Global diversification pays off: Indian investors earn up to 72% from international mutual funds
Indian investors looking for opportunities beyond domestic equities have made impressive gains last year, with several international mutual funds and fund-of-funds (FoFs) delivering returns of up to 72 per cent. These funds outperformed even the best-performing Indian equity categories, driven by a global rally driven by technology, artificial intelligence, consumer spending and commodities.
According to ACE Mutual Fund data as of October 20, the top 10 international funds delivered returns ranging between 33 per cent and 72 per cent in a year. In comparison, the benchmark Nifty gained only 5.7 per cent during the same period.
Mirae Asset NYSE FANG+ ETF FOF topped the charts with an impressive one-year return of 71.78 per cent and a three-year return of 62.72 per cent. Close behind was Invesco Global Consumer Trends FOF, which rose 52.65 per cent, benefiting from strong performance by global consumer brands and digital commerce companies.

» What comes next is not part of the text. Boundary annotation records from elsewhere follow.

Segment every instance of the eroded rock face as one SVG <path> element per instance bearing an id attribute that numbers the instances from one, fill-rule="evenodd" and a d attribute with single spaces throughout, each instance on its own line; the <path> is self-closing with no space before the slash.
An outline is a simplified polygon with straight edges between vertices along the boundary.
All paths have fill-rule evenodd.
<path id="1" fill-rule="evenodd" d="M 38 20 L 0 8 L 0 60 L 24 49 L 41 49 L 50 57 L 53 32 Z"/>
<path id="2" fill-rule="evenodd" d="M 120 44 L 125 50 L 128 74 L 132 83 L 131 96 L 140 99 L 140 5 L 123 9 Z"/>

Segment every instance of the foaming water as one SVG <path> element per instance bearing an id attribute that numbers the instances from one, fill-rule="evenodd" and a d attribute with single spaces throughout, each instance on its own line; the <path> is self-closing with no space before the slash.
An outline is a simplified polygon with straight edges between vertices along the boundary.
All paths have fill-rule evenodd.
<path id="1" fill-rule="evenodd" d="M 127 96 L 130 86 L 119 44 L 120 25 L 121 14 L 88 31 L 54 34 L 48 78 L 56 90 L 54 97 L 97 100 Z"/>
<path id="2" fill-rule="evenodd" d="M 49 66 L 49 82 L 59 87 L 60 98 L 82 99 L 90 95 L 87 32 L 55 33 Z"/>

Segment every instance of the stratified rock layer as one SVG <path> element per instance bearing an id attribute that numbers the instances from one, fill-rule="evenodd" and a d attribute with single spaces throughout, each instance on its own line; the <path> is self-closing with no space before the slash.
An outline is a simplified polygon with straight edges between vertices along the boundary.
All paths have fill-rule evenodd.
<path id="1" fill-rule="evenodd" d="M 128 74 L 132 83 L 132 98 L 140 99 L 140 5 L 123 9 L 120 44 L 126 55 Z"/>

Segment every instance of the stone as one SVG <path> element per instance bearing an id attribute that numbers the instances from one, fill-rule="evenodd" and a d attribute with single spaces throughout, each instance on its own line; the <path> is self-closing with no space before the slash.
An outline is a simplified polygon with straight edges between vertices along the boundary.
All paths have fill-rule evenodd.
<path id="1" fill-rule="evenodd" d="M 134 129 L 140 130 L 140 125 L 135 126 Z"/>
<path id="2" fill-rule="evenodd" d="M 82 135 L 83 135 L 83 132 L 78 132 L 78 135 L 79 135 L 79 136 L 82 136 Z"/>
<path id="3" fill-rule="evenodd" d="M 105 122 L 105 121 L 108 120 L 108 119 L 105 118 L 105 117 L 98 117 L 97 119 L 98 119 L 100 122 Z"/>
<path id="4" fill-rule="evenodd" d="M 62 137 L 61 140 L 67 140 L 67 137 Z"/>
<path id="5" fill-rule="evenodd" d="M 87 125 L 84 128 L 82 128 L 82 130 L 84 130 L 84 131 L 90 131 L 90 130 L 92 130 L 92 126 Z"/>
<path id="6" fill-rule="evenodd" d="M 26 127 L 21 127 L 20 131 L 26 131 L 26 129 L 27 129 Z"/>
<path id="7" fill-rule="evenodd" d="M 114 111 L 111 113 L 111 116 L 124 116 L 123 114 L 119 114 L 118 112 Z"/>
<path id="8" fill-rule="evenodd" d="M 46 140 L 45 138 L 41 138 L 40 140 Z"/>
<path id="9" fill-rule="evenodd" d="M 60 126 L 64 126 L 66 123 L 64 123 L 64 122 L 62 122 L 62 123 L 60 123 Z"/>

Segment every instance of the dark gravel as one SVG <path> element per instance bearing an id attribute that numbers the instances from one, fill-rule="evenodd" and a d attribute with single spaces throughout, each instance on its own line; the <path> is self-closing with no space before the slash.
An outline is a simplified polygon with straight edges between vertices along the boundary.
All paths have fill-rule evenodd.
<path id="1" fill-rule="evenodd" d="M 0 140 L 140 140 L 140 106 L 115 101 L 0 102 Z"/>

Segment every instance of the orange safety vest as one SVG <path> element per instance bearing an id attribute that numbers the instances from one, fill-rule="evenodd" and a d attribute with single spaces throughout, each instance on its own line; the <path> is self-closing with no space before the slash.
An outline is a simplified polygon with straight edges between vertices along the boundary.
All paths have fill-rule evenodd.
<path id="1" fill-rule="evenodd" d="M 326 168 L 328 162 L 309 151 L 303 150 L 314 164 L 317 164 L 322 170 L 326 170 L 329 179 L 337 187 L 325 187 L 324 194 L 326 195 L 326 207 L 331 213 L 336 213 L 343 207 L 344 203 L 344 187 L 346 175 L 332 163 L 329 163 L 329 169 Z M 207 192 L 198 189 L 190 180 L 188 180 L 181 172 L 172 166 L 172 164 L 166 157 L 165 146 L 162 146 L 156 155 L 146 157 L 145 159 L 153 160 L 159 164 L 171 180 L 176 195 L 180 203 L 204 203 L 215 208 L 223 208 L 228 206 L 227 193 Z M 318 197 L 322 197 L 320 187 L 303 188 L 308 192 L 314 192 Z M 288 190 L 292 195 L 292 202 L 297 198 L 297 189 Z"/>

Broader US-focused strategies also posted solid gains. The Mirae Asset S&P 500 Top 50 ETF FoF returned 49.91 per cent, while the Motilal Oswal Nasdaq 100 FoF delivered 42.48 per cent in a year.
Diversification beyond technology also proved beneficial. Rising global commodity prices and improved capital discipline among major mining companies led the DSP World Mining Overseas Equity Fund (FOF) to gain 32.83 per cent.
Overall, global diversification has clearly paid off for Indian investors this year, as international markets — especially those driven by AI, technology, and resources — delivered far stronger returns than domestic equities.
Meanwhile, gold and silver prices stabilised around $4,050 and $48 per ounce after a sharp correction in the last two sessions, as investors booked profits from Monday’s record highs.
“The pullback reflected a shift toward risk assets amid optimism over US–India trade relations, weakening gold’s safe-haven demand. Seasonal demand in India also eased, putting pressure on physical markets,” experts noted.